Wednesday, November 30, 2011

A Dangerous Precedent

This recent vote in the Senate really shocked me. The bill that was passed would allow the military to indefinitely detain any American citizen they suspect of terrorism without due process of law. That means no reading of rights, no trial, no lawyer, nothing. And you can be detained for life.

As Benjamin Franklin noted, "Those who would sacrifice liberty for security deserve neither." If we give up the basic human rights guaranteed under our Constitution, there is no way to get them back, at least not easily. And even if you have strict limits on the criteria by which an American citizen can be detained against their rights, then you have to acknowledge that those limits will likely change over time, or the groups like the FBI will find ways to abuse these powers. Look at what happened with the most recent individual that was arrested in New York City after he was found to be making pipe bombs to use against US officials. It was found that the FBI actually encouraged the individual to make these things, provided him with tools and guides on what to do, and essentially drove him to the point where he could be arrested and charged.

Now, consider what would happen if the FBI were allowed to detain anyone they suspected of terrorism without due process of law? They have already shown that they are willing to create their own targets to prove progress.

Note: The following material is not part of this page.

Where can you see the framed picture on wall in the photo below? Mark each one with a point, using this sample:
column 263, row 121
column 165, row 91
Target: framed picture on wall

And the arguments made by those who support this bill are not very good at all. They say that terrorism is alive in America? Well, maybe so, but having people picked up by the government and detained for life is not how you route it out. It's too easy for that power to be abused; it almost begs to be when you think about it. It's like giving the government carte blanche to move against anyone who speaks out against their policies, including their policy of illegaly detaining citizens.

While this may not turn out to be the case, I can't support a bill that directly violates our rights as citizens, no matter how much it's supposed to help. If our intelligence and defense communities need this much power over us to do their job, they're not the best people for the job they have.